Таковы были распоряжения Губца; Илия и Андро с ним согласились, кума же Ката, проводив Губца до сеней, пожелали ему покойной ночи.
Прошло восемь дней. Тахи, вероятно, уже в Венгрии. В краю все мирно, крестьяне нигде не выказывают непослушания, не ропщут. Жизнь течет своим чередом, все молчат, словно воды в рот набрали. «Собаки вдруг превратились в ягнят», – сказал в шутку Петар Бошняк суседскому кастеляну Петару Петричевичу.
Наступила ночь. На небе сияла полная луна. Село у замка Сусед, казалось, спало мертвым сном. Да и в замке все спали, кроме сторожа на башне и госпожи Елены. Жена Тахи сидела за большим столом в маленькой комнате, обитой голубым. На столе стоял светильник, и его слабое пламя дрожало в полумраке, причудливо играя на старинном портрете Доры Арландовой.
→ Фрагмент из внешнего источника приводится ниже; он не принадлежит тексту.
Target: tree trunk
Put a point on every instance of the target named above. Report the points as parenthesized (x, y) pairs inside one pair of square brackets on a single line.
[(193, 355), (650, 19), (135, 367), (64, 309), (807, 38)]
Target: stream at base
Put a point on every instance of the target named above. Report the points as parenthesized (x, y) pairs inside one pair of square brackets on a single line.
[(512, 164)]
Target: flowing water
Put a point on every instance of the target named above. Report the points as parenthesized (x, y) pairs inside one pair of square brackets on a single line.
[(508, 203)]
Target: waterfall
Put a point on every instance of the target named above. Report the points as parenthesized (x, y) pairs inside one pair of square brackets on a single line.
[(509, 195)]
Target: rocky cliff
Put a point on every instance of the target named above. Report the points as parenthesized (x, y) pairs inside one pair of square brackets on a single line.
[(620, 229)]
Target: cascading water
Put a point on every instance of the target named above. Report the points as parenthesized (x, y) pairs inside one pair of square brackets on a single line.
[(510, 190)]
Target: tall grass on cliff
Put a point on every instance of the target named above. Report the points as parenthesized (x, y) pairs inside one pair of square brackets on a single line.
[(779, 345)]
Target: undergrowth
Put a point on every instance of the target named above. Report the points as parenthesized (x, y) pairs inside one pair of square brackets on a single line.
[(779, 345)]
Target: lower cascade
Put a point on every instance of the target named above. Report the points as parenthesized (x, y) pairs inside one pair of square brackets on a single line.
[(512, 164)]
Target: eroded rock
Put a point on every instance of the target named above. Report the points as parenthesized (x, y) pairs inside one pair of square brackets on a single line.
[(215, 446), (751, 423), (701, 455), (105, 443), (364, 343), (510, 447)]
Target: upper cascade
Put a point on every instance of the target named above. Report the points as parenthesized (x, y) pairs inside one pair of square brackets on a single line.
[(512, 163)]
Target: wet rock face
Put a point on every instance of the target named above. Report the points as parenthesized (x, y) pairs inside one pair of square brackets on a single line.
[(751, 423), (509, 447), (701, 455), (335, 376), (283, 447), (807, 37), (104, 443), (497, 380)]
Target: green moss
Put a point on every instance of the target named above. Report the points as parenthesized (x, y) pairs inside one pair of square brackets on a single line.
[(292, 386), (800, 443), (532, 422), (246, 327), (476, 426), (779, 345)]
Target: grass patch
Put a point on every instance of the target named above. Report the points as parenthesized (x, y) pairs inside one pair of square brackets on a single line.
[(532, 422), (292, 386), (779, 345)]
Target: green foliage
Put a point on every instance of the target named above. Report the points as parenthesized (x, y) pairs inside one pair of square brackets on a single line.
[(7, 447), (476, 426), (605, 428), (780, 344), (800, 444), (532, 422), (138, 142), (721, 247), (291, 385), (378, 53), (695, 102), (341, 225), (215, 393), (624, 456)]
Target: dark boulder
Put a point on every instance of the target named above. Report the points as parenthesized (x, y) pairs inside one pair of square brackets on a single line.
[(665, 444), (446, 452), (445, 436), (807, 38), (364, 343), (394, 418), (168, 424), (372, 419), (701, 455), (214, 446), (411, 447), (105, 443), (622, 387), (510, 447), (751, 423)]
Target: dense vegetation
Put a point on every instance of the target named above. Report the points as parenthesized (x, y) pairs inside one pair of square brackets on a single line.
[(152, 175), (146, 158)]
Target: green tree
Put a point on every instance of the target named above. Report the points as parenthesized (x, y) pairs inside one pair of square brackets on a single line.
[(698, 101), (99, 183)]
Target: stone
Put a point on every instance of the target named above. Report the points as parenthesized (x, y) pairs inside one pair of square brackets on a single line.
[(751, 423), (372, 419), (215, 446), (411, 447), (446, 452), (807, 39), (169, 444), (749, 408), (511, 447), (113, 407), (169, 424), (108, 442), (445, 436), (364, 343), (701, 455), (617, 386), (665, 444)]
Госпожа Елена, в длинной белой рубахе, в большом чепце, бледная, сидела, подперев голову рукой. Ее черные глаза блуждали по искусно расписанной книге, лежавшей перед ней. Средь ночной тишины она читала вечернюю молитву. Вдруг грянула пушка. Госпожа Елена вздрогнула, изменилась в лице и вскочила. Второй выстрел, третий. На селе, у церкви св. Мартина, ударили в колокол. Елена задрожала; послышались крики и бряцание оружия. В испуге подбежала она к окну, распахнула его и вскрикнула.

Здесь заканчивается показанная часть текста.